Boudewijn IV van Henegouwen | ||
---|---|---|
1109-1171 | ||
Huwelijk van Boudewijn IV met Adelheid van Namen
| ||
Graaf van Henegouwen | ||
Periode | 1120-1171 | |
Voorganger | Boudewijn III | |
Opvolger | Boudewijn V | |
Vader | Boudewijn III van Henegouwen | |
Moeder | Yolanda van Gelre |
Boudewijn IV (ca. 1110 — Bergen, 2 november 1171), bijgenaamd de Bouwer, was graaf van Henegouwen van 1120 tot aan zijn dood. Aanvankelijk, als minderjarige zoon van Boudewijn III, regeerde hij tot 1127 onder het regentschap van zijn moeder, Yolanda van Gelre.
In 1127 trouwde Boudewijn met Adelheid van Namen (ca. 1110 - juli 1169, begraven te Bergen), dochter van graaf Godfried van Namen en Ermesinde van Luxemburg. Daarbij werd overeengekomen dat indien het Huis Namen geen erfgenamen zou hebben, Boudewijn en Adelheid de Naamse goederen zouden erven.
Nog in 1127 werd de Vlaamse graaf Karel de Goede vermoord. Boudewijn greep dit voorval aan om de aanspraken van zijn familie op Vlaanderen weer te doen gelden (achterkleinzoon van Boudewijn VI van Vlaanderen). Hij bezette Oudenaarde en Ninove. De koning van Frankrijk wees echter Willem Clito aan als graaf van Vlaanderen. Boudewijn kon niet anders doen dan de bezette gebieden verwoesten en zich weer terug te trekken. Uiteindelijk wist Diederik van de Elzas, in naam van zijn moeder, graaf van Vlaanderen te worden. Boudewijn probeerde weer om Vlaanderen aan te vallen maar werd in 1128 verslagen door Diederik.
Diederik van de Elzas nam deel aan de Tweede Kruistocht en Boudewijn probeerde hiervan gebruik te maken door opnieuw Vlaanderen aan te vallen.

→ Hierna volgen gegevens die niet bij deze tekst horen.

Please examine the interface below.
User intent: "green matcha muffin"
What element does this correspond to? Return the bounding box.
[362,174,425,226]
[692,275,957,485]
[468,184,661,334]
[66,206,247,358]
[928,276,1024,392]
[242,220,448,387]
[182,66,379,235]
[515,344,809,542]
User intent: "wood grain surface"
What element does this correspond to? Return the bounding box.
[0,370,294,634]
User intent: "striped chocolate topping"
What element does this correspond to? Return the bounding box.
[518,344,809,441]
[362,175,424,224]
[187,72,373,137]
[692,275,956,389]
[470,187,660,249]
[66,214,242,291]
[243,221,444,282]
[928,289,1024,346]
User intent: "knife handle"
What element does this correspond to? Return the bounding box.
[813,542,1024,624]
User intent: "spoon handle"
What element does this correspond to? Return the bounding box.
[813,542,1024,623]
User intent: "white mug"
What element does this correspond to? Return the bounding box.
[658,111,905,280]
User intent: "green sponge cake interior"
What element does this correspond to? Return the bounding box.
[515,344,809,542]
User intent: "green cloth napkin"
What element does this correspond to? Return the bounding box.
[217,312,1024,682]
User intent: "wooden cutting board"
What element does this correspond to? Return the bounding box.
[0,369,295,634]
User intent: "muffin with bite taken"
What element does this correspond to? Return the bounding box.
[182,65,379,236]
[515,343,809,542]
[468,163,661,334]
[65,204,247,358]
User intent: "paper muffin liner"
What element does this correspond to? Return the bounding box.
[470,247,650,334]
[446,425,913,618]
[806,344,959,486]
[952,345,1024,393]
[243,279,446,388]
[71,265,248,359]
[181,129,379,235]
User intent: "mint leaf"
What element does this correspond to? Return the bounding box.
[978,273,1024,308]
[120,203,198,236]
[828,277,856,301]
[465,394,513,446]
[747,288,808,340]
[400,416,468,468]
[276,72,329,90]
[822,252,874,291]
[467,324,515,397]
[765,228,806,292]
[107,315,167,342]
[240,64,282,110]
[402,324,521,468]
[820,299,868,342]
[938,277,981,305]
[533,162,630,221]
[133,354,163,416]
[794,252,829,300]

Diederiks vrouw Sybille van Anjou wist echter stand te houden. Er volgde een paar jaar van verwoestingen en plundertochten. Na thuiskomst van Diederik werd in 1151 een vrede gesloten tussen Vlaanderen en Henegouwen en werd afgesproken dat die vrede door een huwelijk zou worden bezegeld.
Boudewijn richtte zich nu op andere mogelijkheden om zijn bezit uit te breiden. In 1158 kocht hij het land waar hij Aat zou stichten van Gilles van Trazegnies. In 1159 verwierf hij Chimay en in 1160 verwierf hij de burggraafschappen Valencijn en Oosterbant. Zijn zwager Hendrik I van Namen, die ook hertog van Luxemburg was, was kinderloos en benoemde Boudewijn in 1163 tot zijn erfgenaam als dat zo zou blijven - maar Hendrik zou in 1186, op 72-jarige leeftijd, nog een dochter krijgen.
In 1169 vond dan het huwelijk plaats tussen Boudewijns zoon Boudewijn V en Margaretha van de Elzas, dochter van Diederik van Elzas die uiteindelijk erfgename van Vlaanderen zou worden. Na de bruiloft in het kasteel van Le Quesnoy nam Boudewijn IV zijn gasten mee naar Valenciennes om het paleis te tonen dat hij daar liet bouwen. Het gezelschap maakte een lelijke val toen de steiger waar het op stond bezweek. De gasten kwamen er vanaf met licht verwondingen, maar Boudewijn brak zijn beide dijbenen. Hij overleefde het ongeluk nog meer dan een jaar voordat hij in Bergen overleed. Boudewijn is begraven in het Mariaklooster van Binche.
Zijn bijnaam kreeg Boudewijn IV vanwege de versterkingen die hij langs de grens van Henegouwen met Brabant en Vlaanderen liet aanbrengen, zoals het kasteel Burbant in Aat, de ommuring van steden als Bergen en Le Quesnoy en de bouw van kerken zoals de Waltrudiskerk in Bergen.